Currently 1.8 million people in England are living with and beyond a cancer diagnosis, and good quality health and social care support is more important than ever. This project is exploring the current patterns of health and social care use by cancer patients in order to inform future service development and provision.
This research project, which has been commissioned by the Department of Health, aims to find out how often and how intensively cancer patients use local authority funded social care and the NHS. This information is currently not available elsewhere and will be used to inform the development of services in this area.
We will find out how cancer patients’ use of health and social care changes following diagnosis with cancer, and compare their patterns of use to what would be expected for other patients of the same age and sex.
This study will be the first of its kind to find out how much local authority health and social care support cancer patients need.

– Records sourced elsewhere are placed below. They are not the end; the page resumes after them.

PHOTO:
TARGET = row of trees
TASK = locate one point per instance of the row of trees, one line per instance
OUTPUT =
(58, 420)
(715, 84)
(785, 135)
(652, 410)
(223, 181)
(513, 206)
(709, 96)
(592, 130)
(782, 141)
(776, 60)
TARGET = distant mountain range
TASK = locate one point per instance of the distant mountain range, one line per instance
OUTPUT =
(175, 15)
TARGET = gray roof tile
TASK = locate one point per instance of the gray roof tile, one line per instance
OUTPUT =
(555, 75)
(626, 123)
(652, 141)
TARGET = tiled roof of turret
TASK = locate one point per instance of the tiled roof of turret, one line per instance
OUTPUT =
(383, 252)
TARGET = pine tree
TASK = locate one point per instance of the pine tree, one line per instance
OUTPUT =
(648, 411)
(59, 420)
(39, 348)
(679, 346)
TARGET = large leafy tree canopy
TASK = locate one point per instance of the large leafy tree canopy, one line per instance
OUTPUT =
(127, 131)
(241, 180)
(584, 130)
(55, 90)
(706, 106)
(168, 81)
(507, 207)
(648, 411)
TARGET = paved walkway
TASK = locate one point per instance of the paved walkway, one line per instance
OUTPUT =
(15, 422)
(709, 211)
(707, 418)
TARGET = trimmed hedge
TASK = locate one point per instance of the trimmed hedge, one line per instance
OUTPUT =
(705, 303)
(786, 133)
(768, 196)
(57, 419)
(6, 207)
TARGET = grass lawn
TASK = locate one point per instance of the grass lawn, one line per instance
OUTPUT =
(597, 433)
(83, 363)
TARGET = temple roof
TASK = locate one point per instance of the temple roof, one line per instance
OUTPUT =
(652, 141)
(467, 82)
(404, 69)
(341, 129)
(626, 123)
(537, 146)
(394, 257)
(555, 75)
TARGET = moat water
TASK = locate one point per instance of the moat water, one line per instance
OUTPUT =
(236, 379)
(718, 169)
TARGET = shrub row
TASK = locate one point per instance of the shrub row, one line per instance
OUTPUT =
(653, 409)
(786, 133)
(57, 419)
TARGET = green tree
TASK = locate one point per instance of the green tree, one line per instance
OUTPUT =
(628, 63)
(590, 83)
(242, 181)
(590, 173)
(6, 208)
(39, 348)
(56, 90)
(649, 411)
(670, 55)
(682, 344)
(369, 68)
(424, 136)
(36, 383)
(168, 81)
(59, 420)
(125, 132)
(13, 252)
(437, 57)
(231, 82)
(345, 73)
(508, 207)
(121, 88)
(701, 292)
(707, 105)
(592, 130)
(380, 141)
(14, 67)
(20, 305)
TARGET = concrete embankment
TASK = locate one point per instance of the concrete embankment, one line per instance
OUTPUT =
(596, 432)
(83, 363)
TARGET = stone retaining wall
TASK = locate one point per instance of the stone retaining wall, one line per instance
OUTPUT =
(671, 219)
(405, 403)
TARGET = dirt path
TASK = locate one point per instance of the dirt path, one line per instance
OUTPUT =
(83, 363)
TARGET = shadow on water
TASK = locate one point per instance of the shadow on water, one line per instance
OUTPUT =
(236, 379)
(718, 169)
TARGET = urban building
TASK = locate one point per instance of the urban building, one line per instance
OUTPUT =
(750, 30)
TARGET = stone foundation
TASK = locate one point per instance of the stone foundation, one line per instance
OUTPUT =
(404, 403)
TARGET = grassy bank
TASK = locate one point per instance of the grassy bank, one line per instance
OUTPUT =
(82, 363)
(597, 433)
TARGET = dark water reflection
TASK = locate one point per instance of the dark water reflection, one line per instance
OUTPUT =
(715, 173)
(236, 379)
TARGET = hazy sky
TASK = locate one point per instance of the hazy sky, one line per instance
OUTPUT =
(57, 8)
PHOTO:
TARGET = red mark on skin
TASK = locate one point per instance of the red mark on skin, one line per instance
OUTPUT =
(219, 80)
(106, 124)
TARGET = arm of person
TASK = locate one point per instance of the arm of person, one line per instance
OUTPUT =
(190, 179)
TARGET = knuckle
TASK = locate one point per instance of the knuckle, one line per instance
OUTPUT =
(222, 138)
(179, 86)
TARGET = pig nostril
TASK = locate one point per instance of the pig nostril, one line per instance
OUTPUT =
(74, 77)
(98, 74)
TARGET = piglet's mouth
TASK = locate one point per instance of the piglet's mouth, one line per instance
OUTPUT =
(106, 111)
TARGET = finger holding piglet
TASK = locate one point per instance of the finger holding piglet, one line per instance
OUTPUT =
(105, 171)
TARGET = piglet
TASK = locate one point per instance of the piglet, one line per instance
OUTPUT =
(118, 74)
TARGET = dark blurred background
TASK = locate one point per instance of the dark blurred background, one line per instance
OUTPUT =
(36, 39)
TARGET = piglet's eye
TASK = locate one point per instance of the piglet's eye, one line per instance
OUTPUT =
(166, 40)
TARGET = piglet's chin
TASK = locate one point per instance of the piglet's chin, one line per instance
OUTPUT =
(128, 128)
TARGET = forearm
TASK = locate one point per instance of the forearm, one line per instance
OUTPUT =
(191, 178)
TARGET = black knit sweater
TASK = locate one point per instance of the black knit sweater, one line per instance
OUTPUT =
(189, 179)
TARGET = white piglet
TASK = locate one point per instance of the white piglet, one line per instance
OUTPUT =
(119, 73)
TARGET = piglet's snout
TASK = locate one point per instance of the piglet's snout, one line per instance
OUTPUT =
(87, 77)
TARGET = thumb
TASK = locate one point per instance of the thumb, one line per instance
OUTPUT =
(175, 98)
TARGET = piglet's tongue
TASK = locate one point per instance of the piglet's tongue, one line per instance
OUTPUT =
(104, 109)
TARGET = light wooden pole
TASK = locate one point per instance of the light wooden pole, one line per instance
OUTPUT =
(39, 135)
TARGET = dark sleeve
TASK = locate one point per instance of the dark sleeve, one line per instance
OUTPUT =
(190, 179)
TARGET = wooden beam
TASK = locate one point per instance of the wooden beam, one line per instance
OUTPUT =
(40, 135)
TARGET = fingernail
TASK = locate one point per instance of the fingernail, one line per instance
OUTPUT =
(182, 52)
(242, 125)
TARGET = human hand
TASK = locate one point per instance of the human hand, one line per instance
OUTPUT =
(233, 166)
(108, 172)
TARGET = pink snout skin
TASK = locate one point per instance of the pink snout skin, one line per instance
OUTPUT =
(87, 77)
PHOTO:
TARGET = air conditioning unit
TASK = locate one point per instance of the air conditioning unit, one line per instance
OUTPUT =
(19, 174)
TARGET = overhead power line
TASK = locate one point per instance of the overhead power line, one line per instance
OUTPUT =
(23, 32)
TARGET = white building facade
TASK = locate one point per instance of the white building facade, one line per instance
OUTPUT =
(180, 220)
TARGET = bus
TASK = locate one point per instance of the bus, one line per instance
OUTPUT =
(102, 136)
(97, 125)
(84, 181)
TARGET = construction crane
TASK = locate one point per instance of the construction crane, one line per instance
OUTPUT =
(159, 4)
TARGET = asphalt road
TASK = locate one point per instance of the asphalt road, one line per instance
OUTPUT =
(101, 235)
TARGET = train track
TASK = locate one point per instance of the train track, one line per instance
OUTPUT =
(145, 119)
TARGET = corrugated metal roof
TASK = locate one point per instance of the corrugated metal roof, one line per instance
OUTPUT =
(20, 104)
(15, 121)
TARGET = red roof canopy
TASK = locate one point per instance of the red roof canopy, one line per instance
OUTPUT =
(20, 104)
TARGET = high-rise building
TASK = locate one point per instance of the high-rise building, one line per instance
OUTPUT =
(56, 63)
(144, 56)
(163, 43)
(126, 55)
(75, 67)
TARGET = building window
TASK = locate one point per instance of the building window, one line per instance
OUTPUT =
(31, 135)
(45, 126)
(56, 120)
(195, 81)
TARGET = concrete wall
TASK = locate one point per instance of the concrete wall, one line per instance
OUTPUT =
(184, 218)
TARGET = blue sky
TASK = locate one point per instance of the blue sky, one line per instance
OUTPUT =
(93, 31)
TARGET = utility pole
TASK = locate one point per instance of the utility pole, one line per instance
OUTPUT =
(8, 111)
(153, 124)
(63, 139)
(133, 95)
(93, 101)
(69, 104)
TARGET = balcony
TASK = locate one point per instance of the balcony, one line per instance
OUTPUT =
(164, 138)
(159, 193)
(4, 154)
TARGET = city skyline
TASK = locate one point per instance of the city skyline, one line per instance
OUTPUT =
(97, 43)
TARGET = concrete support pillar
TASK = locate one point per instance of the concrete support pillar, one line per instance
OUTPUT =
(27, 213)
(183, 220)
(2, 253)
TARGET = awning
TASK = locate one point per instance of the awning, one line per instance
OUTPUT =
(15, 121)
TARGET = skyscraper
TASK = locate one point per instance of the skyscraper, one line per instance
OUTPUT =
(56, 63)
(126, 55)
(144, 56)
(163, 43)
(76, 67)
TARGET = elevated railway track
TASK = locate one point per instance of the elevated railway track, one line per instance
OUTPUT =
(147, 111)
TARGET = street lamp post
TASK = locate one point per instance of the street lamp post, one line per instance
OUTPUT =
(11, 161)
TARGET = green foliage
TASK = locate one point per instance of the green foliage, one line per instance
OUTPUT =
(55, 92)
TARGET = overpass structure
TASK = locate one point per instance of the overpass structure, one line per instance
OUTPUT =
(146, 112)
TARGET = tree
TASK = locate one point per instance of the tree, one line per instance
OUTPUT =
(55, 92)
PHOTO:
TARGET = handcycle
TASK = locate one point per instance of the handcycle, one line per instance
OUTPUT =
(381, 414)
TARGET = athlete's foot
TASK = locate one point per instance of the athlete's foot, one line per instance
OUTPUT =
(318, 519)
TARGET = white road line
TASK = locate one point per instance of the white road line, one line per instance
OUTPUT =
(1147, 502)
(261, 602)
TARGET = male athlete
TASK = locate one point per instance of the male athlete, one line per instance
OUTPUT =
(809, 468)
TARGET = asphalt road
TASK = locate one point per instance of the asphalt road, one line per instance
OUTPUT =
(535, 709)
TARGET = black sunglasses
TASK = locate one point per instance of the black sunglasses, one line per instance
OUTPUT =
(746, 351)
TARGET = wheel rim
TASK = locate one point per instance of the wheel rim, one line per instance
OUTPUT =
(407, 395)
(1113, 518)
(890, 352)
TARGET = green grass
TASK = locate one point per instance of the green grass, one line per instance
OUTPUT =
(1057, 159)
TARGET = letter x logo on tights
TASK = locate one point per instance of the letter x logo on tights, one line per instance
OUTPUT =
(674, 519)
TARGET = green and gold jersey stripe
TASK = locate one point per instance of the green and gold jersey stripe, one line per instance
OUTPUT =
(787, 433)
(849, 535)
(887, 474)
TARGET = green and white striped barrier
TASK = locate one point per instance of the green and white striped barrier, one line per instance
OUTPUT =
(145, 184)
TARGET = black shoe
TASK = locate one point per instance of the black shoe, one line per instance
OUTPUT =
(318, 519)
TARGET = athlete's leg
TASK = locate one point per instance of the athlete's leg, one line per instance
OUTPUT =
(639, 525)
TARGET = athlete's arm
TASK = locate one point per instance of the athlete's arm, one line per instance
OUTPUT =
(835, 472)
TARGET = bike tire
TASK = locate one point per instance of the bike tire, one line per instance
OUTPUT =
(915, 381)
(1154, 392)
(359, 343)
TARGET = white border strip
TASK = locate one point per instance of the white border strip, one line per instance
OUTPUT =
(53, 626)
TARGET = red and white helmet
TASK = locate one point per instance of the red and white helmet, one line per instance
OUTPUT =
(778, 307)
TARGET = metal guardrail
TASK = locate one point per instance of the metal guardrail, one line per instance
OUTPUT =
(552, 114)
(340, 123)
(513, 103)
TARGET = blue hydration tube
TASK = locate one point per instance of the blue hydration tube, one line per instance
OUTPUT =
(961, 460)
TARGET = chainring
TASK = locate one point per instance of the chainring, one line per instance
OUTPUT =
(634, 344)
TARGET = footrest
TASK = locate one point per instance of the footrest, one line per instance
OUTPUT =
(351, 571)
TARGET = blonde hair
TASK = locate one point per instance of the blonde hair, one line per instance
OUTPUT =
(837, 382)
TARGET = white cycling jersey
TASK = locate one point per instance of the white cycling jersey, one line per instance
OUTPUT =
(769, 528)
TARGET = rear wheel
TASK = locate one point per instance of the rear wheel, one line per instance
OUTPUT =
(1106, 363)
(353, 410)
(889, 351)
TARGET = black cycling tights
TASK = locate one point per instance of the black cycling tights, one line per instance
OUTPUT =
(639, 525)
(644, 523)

In order to do this, we will work with local authorities and their health partners to extract a series of administrative datasets about the use of services in their areas. By linking these data sets together at the person level, we can build up a picture of health and social care use over a period of several years for individual patients. To protect patient confidentiality, we will only receive pseudonymous data which means that we will not be able to identify any of the patients concerned.
The key for this project will be to link these records to cancer registry information so that we can identify people in these areas who have been diagnosed with cancer. This will mean we can compare cancer patients’ use of health and social care from the point of initial diagnosis and compare this to other groups of the same age and sex. This is the first time that we have linked administrative data sets to the clinical audit databases and, if successful, may produce a model that can be used for future research.